SectionWhat it matches
TrafficCaptured requests — method, URL, request and response headers. Bodies are searched once your query is at least three characters long, and only for bodies under 64 KB so keystrokes stay snappy.
Compose RequestsSaved Composer requests in any collection or folder — request name, URL, and body.
EnvironmentsVariable keys and values across every environment in every collection, plus globals.
Map LocalRule URL pattern and method.
Map RemoteSource URL, destination URL, and method.
BreakpointsBreakpoint URL pattern.
ThrottleRule name and matcher pattern.
ScriptsScript rule name.
SessionsSaved session name.

Matching is case-insensitive substring against every field listed above. If a hit doesn’t match on the URL, the row’s subtitle shows the matched header line or a 40-character window around the body match — so you can tell at a glance why that row came back.

A short MITM gotcha worth knowing: captured URLs in Probe always carry an explicit :443 (HTTPS) or :80 (HTTP) port because the Rust handler reads it from req.uri(). Super Search strips the default port before matching, so a query like api.example.com/users finds rows whose stored URL is actually https://api.example.com:443/users.

Press Cmd+F (Ctrl+F on Windows). The overlay dims the rest of the window and focuses an input at the top.

  • Type to filter. Results update on a 150 ms debounce so a long body grep doesn’t fire on every keystroke.
  • and move through results, skipping section headers automatically.
  • Enter opens the selected hit (see What “open” does below).
  • Esc or clicking outside the palette closes it without doing anything.

When the query is empty, the palette falls back to its base mode — a list of named commands grouped under Quick Actions and Commands. That’s where you’d reach for things like Open Compose, Toggle Proxy, Open Settings, or Import File without leaving the keyboard.
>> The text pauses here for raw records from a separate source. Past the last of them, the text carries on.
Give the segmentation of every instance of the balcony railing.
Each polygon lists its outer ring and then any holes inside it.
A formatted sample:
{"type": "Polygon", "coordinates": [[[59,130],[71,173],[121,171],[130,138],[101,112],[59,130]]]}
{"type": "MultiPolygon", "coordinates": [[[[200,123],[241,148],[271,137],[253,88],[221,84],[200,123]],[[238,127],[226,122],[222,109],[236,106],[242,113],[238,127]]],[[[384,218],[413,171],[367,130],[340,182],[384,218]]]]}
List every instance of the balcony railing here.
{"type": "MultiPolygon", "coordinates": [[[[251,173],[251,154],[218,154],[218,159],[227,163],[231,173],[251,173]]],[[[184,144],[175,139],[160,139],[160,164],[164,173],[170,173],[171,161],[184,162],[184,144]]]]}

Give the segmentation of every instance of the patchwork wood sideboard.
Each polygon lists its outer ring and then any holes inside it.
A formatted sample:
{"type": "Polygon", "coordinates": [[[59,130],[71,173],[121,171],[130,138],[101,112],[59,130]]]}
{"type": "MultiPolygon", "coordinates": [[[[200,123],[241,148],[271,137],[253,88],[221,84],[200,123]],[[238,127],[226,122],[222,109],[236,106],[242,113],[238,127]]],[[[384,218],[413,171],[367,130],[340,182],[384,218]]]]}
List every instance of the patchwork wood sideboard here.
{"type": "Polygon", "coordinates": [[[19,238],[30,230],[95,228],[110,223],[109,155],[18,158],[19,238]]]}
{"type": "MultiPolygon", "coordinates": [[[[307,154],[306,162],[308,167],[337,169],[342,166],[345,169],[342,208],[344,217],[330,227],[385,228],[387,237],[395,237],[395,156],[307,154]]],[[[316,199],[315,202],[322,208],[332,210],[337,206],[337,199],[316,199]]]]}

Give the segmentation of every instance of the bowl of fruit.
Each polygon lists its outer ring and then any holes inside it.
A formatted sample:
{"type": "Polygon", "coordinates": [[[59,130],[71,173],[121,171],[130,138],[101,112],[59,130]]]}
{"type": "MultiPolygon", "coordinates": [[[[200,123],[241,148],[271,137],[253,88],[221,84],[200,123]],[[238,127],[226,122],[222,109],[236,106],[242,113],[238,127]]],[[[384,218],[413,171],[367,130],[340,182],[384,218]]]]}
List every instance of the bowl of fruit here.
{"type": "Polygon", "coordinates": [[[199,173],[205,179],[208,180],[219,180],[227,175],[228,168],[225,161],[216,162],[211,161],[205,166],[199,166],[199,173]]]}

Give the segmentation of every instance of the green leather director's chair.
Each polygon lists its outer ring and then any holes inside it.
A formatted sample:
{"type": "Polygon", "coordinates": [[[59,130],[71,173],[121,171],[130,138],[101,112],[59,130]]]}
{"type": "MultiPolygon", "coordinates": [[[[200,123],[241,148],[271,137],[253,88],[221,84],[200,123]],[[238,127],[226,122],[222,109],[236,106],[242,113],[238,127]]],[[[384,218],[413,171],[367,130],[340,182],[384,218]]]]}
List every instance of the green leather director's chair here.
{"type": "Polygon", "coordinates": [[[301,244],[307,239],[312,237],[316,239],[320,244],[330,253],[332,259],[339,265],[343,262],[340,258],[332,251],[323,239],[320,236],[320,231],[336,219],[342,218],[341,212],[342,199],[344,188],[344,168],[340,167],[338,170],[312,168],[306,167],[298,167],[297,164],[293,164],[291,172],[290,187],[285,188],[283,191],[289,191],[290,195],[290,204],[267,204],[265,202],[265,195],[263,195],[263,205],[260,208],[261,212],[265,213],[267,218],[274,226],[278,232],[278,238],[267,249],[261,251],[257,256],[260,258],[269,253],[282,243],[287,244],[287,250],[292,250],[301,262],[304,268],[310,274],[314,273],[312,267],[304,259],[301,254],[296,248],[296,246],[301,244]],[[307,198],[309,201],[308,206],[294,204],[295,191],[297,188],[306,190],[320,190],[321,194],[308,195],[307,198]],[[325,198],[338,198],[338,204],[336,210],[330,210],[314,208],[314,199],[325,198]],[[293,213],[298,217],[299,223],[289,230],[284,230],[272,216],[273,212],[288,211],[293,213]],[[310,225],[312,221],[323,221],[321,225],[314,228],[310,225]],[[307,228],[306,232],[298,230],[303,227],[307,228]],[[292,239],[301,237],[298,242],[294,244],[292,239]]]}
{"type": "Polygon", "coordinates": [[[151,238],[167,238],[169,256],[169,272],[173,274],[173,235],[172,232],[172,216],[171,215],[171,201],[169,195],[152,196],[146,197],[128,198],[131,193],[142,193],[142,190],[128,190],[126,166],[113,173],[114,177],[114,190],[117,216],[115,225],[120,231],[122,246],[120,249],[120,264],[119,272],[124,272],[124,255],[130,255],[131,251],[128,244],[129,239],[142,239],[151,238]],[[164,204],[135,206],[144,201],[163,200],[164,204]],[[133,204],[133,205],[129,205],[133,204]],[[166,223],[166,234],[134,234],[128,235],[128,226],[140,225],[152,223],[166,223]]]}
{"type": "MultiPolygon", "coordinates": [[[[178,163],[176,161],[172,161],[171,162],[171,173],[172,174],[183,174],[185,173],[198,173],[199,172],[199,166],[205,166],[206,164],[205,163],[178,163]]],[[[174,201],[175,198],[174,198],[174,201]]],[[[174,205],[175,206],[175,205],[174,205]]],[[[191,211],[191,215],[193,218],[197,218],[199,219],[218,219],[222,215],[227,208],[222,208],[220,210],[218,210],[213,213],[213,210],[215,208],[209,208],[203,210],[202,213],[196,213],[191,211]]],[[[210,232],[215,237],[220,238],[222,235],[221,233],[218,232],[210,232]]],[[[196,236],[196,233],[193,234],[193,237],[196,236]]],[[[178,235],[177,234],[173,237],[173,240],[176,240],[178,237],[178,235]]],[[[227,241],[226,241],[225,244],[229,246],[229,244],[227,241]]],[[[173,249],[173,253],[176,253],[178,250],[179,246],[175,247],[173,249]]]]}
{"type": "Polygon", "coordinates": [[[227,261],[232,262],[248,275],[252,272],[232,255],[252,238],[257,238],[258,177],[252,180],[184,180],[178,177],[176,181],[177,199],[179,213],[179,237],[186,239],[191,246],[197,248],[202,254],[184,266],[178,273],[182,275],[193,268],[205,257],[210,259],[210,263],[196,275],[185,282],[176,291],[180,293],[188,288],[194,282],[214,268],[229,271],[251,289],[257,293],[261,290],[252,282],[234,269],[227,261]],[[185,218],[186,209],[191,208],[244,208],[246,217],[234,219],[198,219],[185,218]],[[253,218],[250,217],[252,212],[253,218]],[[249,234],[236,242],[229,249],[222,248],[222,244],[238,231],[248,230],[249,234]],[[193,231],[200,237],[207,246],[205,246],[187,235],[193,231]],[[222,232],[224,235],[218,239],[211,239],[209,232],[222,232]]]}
Each hit kind navigates to the most useful surface for that entity:

  • Traffic — switches to the Proxy view and scrolls the log table to the matching request, selecting it.
  • Compose Requests — switches to the Composer, selects the owning collection, and opens the request in a tab.
  • Environments — opens the Environment Manager on the scope that contains the variable (the env, or globals).
  • Map Local / Map Remote / Breakpoints / Throttle / Scripts — opens the matching rule manager. The specific row is rendered with the rest of the list, so you can edit it from there.
  • Sessions — opens the session manager dialog.

The palette also recognises typed input that isn’t a search query: paste a curl command and the top suggestion becomes Parse cURL; type a URL or a GET https://… line and the top suggestion is Open in Composer. In both cases hitting Enter lifts the input straight into the Composer as a new unsaved request.

  • Keep queries short. Super Search caps each section at 10 hits — a more specific query lets the most relevant rows surface first.
  • Use it as a launcher. With an empty query, the palette doubles as a command launcher: the Open Throttle Rules, Open Map Remote, Open Console commands all live there, complete with their menu shortcuts shown on the right of each row.
  • Variables show their scope. An environment hit’s subtitle reads <env name> · <value> (or global · <value> for globals), so when two environments share a key you can pick the right one without opening the editor first.
  • Pair with Detail panel search. Super Search jumps you to the request; the in-detail-panel search highlights the term inside the body. Both are independent.